Still there? Awesome, I love coriander too. Lots of it. I tried growing it in our garden here, but it just went straight to seed and made lots of little baby coriander plants that grew all through my parsley and rosemary plants so we got rid of it. Now when we need fresh coriander we buy a potted plant of it from the produce section of the supermarket and keep it in a dish of water until we need it. That way it stays nice and fresh and flavourful.

This recipe is only really Mexican because it has cumin seeds and lime in it, I highly doubt it is authentic so don't hold me to it. Mum got this recipe from her good friend so, as always, the exact origins are unknown.
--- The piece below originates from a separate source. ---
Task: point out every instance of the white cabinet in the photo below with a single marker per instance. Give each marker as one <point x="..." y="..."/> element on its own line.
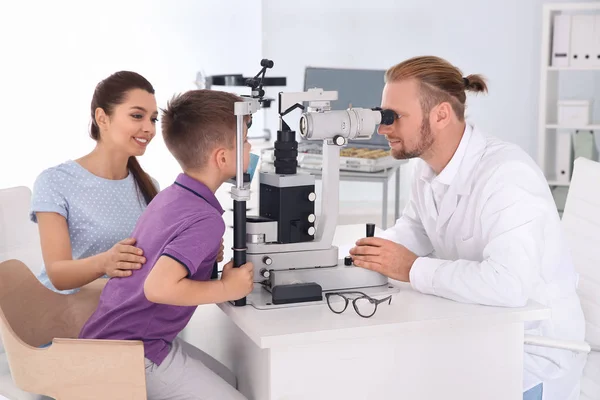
<point x="570" y="63"/>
From a girl's point of view, the best thing about this dinner is that it is low in carbohydrates. It uses long-grain rice in the meatballs rather than breadcrumbs. That means it's gluten free as well, as long as you use gluten-free chicken or vegetable stock. If you are looking for something carby to pair with it (to fill those hungry boy bellies), look no further than a nice crusty ciabatta roll (slathered with butter of course). That is what we have at home.

Cumin seeds are great. Sprinkle a few in your next chilli dish or vegetable soup and they can turn it into something a little more special. Cumin seeds are a wee bit pricey (for students anyway) and will set you back about $4 when they are not on special, but they will last you quite a few meals.
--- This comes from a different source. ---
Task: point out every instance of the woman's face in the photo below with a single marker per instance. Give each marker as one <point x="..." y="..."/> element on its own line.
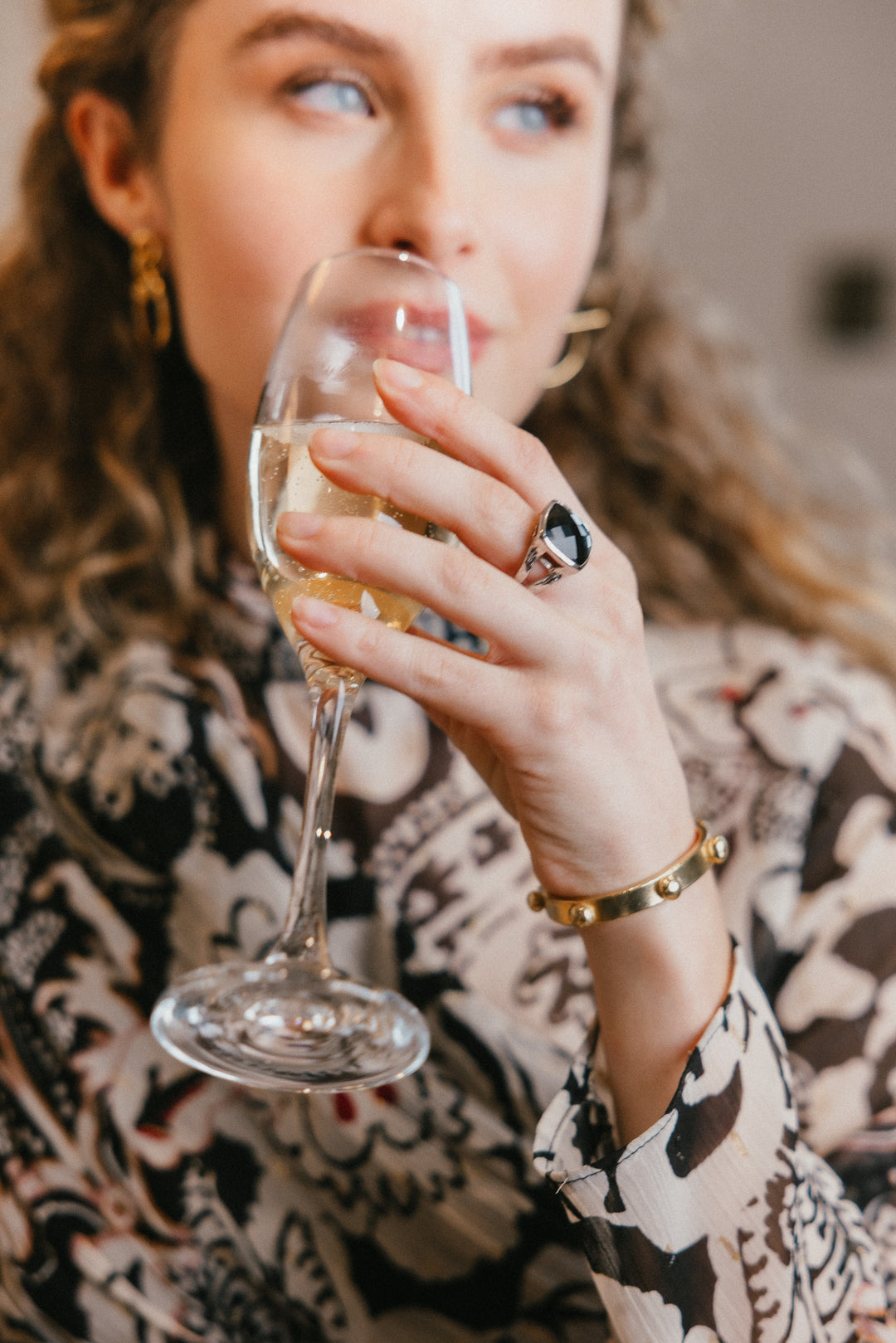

The pork mince we used cost $5.69 for just shy of 500g. We split this into two and froze the portions separately. The recipe needs only 300g but if you are feeding say five people, you might want to up that to 400-500g of mince and add proportionally more rice and egg. Also double the soup recipe.
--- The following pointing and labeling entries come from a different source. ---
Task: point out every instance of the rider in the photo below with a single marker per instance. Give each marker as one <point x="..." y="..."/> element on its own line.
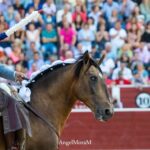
<point x="6" y="99"/>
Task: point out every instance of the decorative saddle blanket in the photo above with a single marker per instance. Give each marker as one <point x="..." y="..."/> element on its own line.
<point x="14" y="114"/>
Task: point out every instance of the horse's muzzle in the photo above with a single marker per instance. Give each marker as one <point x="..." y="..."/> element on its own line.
<point x="104" y="114"/>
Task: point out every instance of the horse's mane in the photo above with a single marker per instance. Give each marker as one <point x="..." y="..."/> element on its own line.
<point x="78" y="66"/>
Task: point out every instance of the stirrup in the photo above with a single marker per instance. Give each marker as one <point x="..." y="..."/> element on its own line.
<point x="14" y="148"/>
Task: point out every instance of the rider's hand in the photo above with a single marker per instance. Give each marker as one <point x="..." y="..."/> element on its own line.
<point x="19" y="76"/>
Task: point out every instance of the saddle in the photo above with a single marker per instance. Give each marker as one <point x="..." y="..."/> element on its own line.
<point x="15" y="118"/>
Hmm, what else do I have to say about this? Ah, that's right, the meatballs are cooked in the soup while it is simmering away. That means you don't have to turn the oven on and worry about the extra mess. Clever, eh? It also means the meatballs are super juicy by the end of it.

Let's do this shall we?

Mexican meatball soup
(Feeds four)

300g lean pork mince
3 Tbsp long grain rice
1 egg
¼ cup fresh coriander, chopped
½ tsp salt
½ tsp freshly ground pepper

Mix all the ingredients together, cover and leave to chill for half an hour. The meat mix is easier to form into balls when it's cold.

2 cloves garlic, minced
1 onion, diced
3 carrots, diced
2 Tbsp chopped coriander stalks (or leaves)
1 Tbsp vegetable oil
½ tsp salt
1 tsp cumin seeds
400g tin of tomatoes
2 Tbsp tomato paste
3½ cups chicken stock

Sauté the garlic, onion and carrot in the vegetable oil until the onion becomes soft and translucent. Add the cumin seeds, coriander and salt, sauté for a further two minutes. Add the tinned tomatoes, tomato paste and chicken stock. Bring to the boil then reduce the heat and leave to simmer for five minutes.

Roll the mince mixture into small balls and place gently into the simmering soup. Leave the soup to simmer for 20-25 minutes. Check to see if the meatballs are cooked by cutting one in half. The centre should not be pink. If brown, sample to see if rice is cooked. If the rice is still crunchy, leave to simmer for another 5-10 minutes to finish it off.

Serve with a wedge of lime (or a sprinkling of lime juice) to squeeze over the meatballs.

I hope you enjoy this!

I really need to come up with a catchy sign-off, don't I?